The title track serves as a stark introduction to Li’s malaise, a slow, loosely strummed ballad that emphasizes dissonance through multiple, disparate overdubs of Li’s aloof vocals. It’s a hell of a way to start an album, with the singer sounding positively zombified by her brokenhearted misery. But these aren’t fresh wounds, and I Never Learn is rather anticlimactic in this regard: Residing somewhere between the fourth and fifth stages of grief, the album serves as the epitaph of a relationship that has long since dissolved, thus lacking any of the fiery, righteous anger that has defined the greatest breakup albums.
At the same time, pop music has become so self-congratulating in recent years that to suddenly hear genuine contrition out of a belt-it-out singer like Li is a bit of a novelty. The album’s crowning moment is the bleak piano confessional “Love Me Like I’m Not Made of Stone,” where she desperately pleads with her ex to accept her faults, then catalogues each in cold, specific detail. The track is a lovely, anguished dirge, though like most of the album’s offerings, Li’s harrowing castigation of her own faults provides little in the way of a cathartic release. Indeed, the way I Never Learn plays out, there’s no catharsis to be had for Li, her lyrics suggesting she’s caught in a loop of never-ending torment no matter how much she tries to repent.

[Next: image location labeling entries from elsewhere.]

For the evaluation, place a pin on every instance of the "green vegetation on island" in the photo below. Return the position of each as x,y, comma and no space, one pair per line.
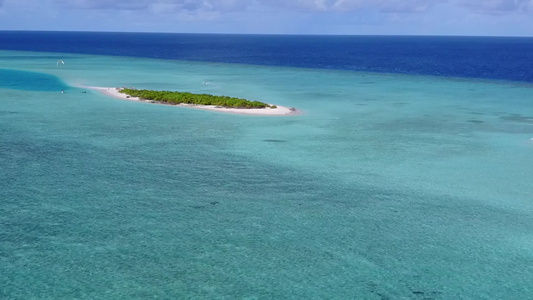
190,98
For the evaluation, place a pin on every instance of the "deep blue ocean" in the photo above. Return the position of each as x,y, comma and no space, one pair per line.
506,58
407,175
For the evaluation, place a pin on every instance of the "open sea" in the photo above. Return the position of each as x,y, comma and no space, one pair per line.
409,174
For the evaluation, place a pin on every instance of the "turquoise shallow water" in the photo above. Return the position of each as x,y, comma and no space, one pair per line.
387,187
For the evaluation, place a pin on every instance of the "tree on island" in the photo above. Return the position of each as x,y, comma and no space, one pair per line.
197,99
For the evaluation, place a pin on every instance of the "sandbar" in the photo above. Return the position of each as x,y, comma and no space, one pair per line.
278,111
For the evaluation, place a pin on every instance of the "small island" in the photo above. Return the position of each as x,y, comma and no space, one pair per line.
199,101
170,97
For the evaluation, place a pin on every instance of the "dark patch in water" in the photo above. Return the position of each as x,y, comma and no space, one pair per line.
275,141
8,112
517,118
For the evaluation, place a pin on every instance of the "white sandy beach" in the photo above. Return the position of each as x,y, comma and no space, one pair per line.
278,111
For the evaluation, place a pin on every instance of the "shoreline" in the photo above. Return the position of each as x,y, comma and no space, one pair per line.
278,111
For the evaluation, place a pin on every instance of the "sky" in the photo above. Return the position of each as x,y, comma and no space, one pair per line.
351,17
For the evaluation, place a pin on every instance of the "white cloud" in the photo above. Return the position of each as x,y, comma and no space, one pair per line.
498,6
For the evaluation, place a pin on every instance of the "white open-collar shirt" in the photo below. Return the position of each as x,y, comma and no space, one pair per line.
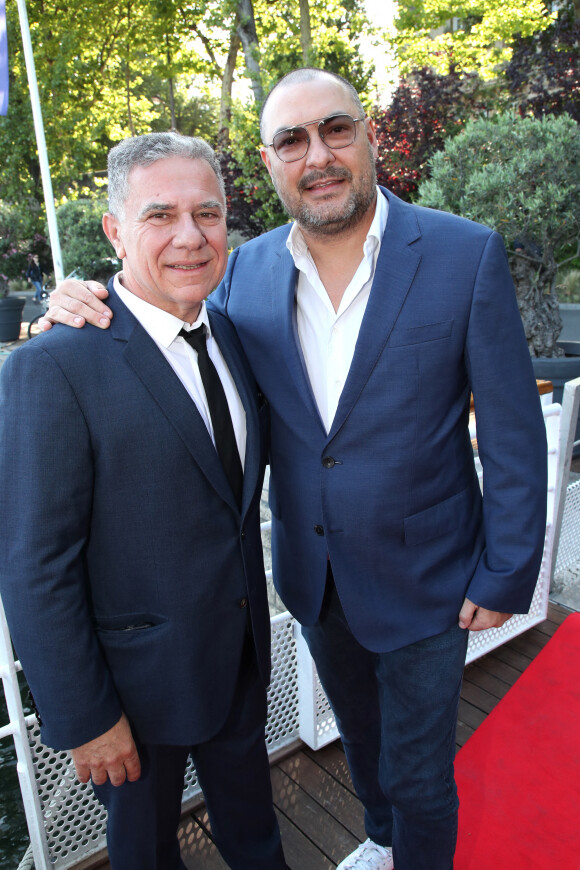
164,329
328,337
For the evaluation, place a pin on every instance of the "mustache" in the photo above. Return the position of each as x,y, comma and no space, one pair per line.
316,176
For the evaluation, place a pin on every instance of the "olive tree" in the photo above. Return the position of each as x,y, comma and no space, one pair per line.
520,176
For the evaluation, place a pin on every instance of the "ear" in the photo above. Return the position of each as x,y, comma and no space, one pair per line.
266,159
112,230
372,135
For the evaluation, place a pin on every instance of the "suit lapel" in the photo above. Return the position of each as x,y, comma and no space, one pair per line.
283,281
247,390
396,268
168,392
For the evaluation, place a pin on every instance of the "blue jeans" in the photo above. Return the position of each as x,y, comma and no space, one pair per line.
233,770
396,713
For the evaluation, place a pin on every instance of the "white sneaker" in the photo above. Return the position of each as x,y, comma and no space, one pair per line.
368,856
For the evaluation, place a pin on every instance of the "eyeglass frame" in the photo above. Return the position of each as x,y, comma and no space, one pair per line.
318,121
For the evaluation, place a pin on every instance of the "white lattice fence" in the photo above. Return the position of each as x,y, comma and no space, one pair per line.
569,543
74,821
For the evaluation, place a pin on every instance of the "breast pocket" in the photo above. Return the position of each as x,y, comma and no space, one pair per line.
421,334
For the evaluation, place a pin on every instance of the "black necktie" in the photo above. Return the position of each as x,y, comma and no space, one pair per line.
223,429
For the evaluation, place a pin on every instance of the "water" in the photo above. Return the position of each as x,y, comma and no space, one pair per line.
13,831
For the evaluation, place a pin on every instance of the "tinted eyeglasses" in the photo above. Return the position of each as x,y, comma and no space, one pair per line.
337,131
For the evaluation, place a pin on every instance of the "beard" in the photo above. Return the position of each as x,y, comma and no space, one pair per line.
330,219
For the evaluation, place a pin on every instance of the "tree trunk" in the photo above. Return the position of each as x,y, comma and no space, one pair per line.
226,95
305,32
538,304
246,28
171,88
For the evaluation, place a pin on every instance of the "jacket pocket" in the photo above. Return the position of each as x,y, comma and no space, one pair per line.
440,519
419,334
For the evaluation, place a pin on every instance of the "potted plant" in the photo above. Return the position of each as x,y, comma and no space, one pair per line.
521,176
11,308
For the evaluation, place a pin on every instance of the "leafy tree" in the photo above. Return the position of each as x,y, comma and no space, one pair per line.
425,110
520,176
19,238
544,72
471,36
253,205
85,248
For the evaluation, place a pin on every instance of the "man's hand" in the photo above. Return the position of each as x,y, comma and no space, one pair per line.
113,754
478,618
76,303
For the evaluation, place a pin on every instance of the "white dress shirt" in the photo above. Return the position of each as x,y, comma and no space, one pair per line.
164,329
328,337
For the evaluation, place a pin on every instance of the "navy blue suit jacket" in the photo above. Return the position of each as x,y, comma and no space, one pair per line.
127,571
391,493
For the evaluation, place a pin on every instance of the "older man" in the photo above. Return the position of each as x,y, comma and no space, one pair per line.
368,323
131,564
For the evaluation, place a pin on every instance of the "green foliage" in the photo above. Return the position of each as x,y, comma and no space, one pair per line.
85,248
19,238
253,205
520,176
425,110
472,36
544,73
336,31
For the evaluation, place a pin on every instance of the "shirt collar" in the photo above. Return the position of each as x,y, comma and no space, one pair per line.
162,326
297,246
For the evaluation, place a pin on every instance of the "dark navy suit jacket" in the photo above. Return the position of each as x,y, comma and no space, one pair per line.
391,493
126,569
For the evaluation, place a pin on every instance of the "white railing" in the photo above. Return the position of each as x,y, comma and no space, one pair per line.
65,821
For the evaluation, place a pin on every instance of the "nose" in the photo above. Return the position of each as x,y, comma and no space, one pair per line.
318,154
188,233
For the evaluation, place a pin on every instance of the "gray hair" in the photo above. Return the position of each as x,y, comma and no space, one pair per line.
147,149
307,74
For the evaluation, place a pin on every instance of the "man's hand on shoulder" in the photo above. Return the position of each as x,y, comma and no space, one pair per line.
478,618
113,755
75,303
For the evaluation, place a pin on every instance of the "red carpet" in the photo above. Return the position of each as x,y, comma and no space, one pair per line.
519,774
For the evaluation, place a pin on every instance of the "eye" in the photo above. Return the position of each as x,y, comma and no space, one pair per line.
288,139
208,217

Sonically, the album is not so self-defeating: Even as the resigned artist seems to collapse under her lovelorn moans, there’s a triumphant strain in her production choices. The guitar and percussion in “Silverline” climb hopefully out of a dank morass of voices, while tracks like “Just Like a Dream” and “Gunshot” manage to reach anthemic heights with the use of strong drumlines and well-timed loud-soft dynamics. Though she’s largely eschewing Youth Novels’s bubbly synth-pop and Wounded Rhymes’s slick power ballads for simpler arrangements and derelict instrumentation, Li still manages to make the ramshackle music of I Never Learn sound grand and, perhaps more impressively, inject a kind of dark romanticism into her depictions of crippling separation.